What is the most effective way to design a MongoDB query that can assess a permission hierarchy involving both allow and deny rules within my Access Control

Creating a per-document access control list (ACL) for an application using MongoDB comes with specific requirements:

  1. Each find or update query can be expanded with a crafted ACL query to determine if the operation is permitted, without increasing database queries. This should not impact performance due to index intersection in this particular application.
  2. Document permissions should cater to unauthorized users, authorized users, and specific users.
  3. Permissions must be defined as either allow or deny.

The challenge lies in implementing 'deny' permissions efficiently.

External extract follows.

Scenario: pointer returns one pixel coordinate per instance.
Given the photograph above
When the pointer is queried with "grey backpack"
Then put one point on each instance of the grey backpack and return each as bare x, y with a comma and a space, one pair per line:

How can I formulate a MongoDB query to assess a permission chain involving both 'allow' and 'deny' specifications?

For example:

var PERMISSION = 1;

{
    someData: "test",

    // The ACL structure
    security: {
        unauthorized: {
            allow: [PERMISSION]
        },
        authorized: {
            allow: [PERMISSION]
        },
        users: [
            {_id: "userId", allow:[], deny:[PERMISSION]}
        ]
    }
}

This document grants 'PERMISSION' access to all unauthorized and authorized users, except for a user with ID "userId" who is denied 'PERMISSION'.

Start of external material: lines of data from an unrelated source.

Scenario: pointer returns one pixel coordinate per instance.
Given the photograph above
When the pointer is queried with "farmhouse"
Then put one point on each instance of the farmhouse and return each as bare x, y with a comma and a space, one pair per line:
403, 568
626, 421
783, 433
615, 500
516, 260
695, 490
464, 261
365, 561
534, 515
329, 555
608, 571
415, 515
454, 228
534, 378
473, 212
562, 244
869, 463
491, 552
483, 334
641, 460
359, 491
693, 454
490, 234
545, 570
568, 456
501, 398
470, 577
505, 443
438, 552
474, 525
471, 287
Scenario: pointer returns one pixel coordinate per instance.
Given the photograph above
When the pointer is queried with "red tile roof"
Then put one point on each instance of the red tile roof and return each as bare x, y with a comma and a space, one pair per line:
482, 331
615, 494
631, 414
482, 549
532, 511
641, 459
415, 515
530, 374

What MongoDB query would accurately evaluate this permission hierarchy?

Existing Query:

{"$or": [
    {
        "security.unauthorized.allow": PERMISSION, 
        "security.unauthorized.deny": {"$ne": PERMISSION}
    },
    {
        "security.authorized.allow": PERMISSION,
        "security.authorized.deny": {"$ne": PERMISSION}
    },
    {
        "security.users._id": "userId", 
        "security.users.allow": PERMISSION, 
        "security.users.deny": {"$ne": PERMISSION}
    }
]}

While this query successfully checks 'allow' permissions, it fails when encountering a 'deny' deeper in the chain.

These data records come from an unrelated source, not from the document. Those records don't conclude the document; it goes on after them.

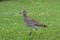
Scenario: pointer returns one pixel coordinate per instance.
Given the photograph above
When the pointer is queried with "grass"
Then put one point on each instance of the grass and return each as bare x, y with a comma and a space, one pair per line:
12, 26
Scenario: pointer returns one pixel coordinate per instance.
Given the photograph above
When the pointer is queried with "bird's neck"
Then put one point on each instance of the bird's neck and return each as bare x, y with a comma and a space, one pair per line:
24, 15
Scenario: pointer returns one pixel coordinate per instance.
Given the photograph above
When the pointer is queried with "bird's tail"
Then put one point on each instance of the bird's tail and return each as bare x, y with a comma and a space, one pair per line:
43, 25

The goal is to resolve the 'deny' permission issue without introducing additional inverted queries into the chain.

If there was a way to combine array element matching with denial checks, such as "security.users._id": "userId" paired with 

"security.users.deny": {$ne: permission}
, then the 'deny' problem could be resolved by verifying the finest-grain 'deny' at the top of the chain and the 'allow' at the bottom.

An '$xor' operator could potentially address this challenge:

{"$or": [
    {
        "security.unauthorized.allow": PERMISSION,
        "security.unauthorized.deny": {"$ne": PERMISSION},
        "security.authorized.deny": {"$ne": PERMISSION},

        "$xor": [
            {"security.users._id": "userId"},
            {"security.users.deny": PERMISSION}
        ]
    },
    {
        "security.authorized.allow": PERMISSION,
        "security.authorized.deny": {"$ne": PERMISSION}
    },
    {
        "security.users._id": "userId",
        "security.users.allow": PERMISSION,
        "security.users.deny": {"$ne": PERMISSION}
    }
]}

Although constructing an '$xor' operation is possible, the resultant performance may not be optimal.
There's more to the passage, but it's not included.